Lupin sighed heavily. "The MLE wants to use seevy for a number of functions, but they're having trouble convincing them to come back into magical society."

"What kind of functions?" He kept his back to the werewolf to make it clear that he could still leave if he considered Lupin's co-operation wanting.

"The sort of functions the MLE can't perform without breaking the law," Lupin replied reluctantly.

"Murder." It was not a question.

"Yes. Though there are other... less final functions."

Snape turned his head slightly to speak over his shoulder. "The MLE has few enough scruples. They've never stopped at murder before. Why would they do so now?"

"Because the people they wish to dispose of are both greater in number and harder to find than ever before. The MLE's activities can no longer go unnoticed by both public and persecuted."

"They've become sloppy, you mean."

"If you choose to look at it that way, Severus."

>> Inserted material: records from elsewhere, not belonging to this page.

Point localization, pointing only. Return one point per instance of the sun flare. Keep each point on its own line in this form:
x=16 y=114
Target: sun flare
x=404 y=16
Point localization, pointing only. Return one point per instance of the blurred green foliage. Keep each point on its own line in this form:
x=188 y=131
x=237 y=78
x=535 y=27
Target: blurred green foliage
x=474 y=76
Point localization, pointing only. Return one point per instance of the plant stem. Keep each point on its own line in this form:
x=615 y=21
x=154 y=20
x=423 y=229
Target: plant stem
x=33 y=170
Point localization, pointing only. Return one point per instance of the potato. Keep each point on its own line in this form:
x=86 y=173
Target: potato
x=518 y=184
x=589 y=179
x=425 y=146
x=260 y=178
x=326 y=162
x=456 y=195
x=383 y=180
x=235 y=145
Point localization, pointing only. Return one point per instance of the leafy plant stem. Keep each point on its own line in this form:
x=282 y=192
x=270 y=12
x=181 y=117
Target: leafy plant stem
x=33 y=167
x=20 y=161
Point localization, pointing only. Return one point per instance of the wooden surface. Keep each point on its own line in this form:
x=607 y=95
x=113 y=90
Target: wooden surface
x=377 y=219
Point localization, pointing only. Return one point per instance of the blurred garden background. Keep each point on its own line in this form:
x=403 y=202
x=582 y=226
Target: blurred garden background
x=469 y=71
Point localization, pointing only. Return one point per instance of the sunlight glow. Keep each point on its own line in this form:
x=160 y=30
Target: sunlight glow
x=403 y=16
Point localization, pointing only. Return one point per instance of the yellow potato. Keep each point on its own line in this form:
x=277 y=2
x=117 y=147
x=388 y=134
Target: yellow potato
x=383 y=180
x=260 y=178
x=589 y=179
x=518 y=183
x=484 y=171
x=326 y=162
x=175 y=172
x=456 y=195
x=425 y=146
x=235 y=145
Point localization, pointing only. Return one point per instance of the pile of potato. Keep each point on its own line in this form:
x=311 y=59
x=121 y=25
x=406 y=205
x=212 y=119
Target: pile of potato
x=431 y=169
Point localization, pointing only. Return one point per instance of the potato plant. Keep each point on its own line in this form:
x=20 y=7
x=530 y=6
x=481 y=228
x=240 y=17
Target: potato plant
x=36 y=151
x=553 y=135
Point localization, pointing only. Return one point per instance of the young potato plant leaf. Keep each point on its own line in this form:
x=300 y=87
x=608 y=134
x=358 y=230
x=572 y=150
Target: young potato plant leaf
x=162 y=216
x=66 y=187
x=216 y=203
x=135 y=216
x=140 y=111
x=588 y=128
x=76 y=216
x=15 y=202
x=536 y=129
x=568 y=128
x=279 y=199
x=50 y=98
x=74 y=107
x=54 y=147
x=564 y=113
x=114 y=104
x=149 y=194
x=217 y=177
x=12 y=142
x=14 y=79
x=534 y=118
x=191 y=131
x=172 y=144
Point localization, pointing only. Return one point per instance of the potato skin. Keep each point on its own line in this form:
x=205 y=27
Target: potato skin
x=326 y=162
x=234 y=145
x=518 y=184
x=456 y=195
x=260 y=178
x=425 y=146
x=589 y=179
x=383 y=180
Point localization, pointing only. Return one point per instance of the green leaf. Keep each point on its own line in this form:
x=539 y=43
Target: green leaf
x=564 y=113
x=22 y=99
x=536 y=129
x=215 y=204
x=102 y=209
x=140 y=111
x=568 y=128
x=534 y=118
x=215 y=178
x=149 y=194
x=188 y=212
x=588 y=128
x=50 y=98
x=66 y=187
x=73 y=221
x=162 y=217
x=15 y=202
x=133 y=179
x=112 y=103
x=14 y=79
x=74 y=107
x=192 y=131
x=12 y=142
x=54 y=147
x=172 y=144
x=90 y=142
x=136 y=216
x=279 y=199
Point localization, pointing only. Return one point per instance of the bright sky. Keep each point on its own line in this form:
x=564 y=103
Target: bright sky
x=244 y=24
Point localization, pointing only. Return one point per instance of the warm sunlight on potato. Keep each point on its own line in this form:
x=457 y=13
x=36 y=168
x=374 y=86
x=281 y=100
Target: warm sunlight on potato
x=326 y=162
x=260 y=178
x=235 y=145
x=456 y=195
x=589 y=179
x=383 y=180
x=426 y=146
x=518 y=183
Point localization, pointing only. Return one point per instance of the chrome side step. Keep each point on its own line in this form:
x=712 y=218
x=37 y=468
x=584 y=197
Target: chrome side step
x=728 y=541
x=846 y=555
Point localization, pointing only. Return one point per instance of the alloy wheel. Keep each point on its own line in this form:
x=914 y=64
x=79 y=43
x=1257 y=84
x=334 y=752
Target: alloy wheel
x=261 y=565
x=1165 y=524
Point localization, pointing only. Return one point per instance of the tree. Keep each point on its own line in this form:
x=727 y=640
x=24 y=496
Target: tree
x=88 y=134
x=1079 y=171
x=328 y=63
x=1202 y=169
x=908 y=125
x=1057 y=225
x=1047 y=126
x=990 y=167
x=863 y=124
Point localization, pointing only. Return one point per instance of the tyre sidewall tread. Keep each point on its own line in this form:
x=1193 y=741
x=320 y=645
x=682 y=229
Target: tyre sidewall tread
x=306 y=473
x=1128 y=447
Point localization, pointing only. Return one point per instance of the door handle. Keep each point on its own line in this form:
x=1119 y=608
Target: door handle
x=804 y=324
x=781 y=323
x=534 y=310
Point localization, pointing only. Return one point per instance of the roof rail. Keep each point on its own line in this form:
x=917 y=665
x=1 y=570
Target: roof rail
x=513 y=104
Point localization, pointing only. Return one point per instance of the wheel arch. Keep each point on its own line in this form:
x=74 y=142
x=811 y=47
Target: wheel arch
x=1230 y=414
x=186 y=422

Snape finally turned back to face him. "Why would you assist them in such activities?"

"I am the MLE's researcher and analyst, nothing more," said Lupin sternly.

"You are a conspirator to the MLE's immoral and unlawful actions, Lupin, whether you like it or not!"

"And will you see me kicked out of that role, too, Severus?" Lupin asked him sadly. "Can I not even earn a living, pitiful though it is, doing what you have done on so many occasions before?"

Snape's hands balled into fists at his sides. "Arrogant bastard! You have no idea what personal morals I've had to forgo in order to do what others have demanded of me!"

"I didn't make the comparison to accuse you," Lupin pointed out. He sat back in his chair wearily. "You think I want to live my life like this? Itinerant, poor, afflicted with a disease that others have neither empathy nor sympathy for? I do this job because it means I can earn enough to feed myself, that I can work towards some kind of solution for those unfortunate enough to suffer from the same affliction as I, and perhaps make enough of a difference to give us the advantage against those that want to see us all ground down in the dirt!" His voice had grown increasingly loud as he spoke until he was almost shouting. "Is that so great an atrocity in your eyes?" He stood up angrily. "You're not the only person stuck between a rock and a hard place! I'm hated by magicfolk for my lycanthropy, and I'm reviled by lycanthropes for my magical abilities. I do what I do because I have no choice!" He swept a book viciously from the table in a fit of rage. It collided with a nearby shelf and fell to the floor, its pages crumpled awkwardly against the thin carpet. He leant heavily on the table, his head hanging so that his hair hid his face. "I rather foolishly thought you might understand my position, but I guess not." Inhaling deeply, he sat back down and slowly picked up his quill with shaking fingers. "Is there any way that you could find out where Macnair and... Greyback are hiding the lyc-females?" he asked calmly, as if his furious outburst had never occurred.

Snape watched the man's bent form keenly as if half-expecting another display of violent frustration to manifest itself. "Possibly."

"It would be appreciated," was the quiet reply.

"You'd better find Miss Parr's Handler very soon."

Lupin looked up at him, his face so pale it seemed to be tinged with grey. "Why?" He stood once more, this time in anxiety. "What's happened to her?"

"She is dying," Snape replied simply and walked from the light and into the shadows beyond.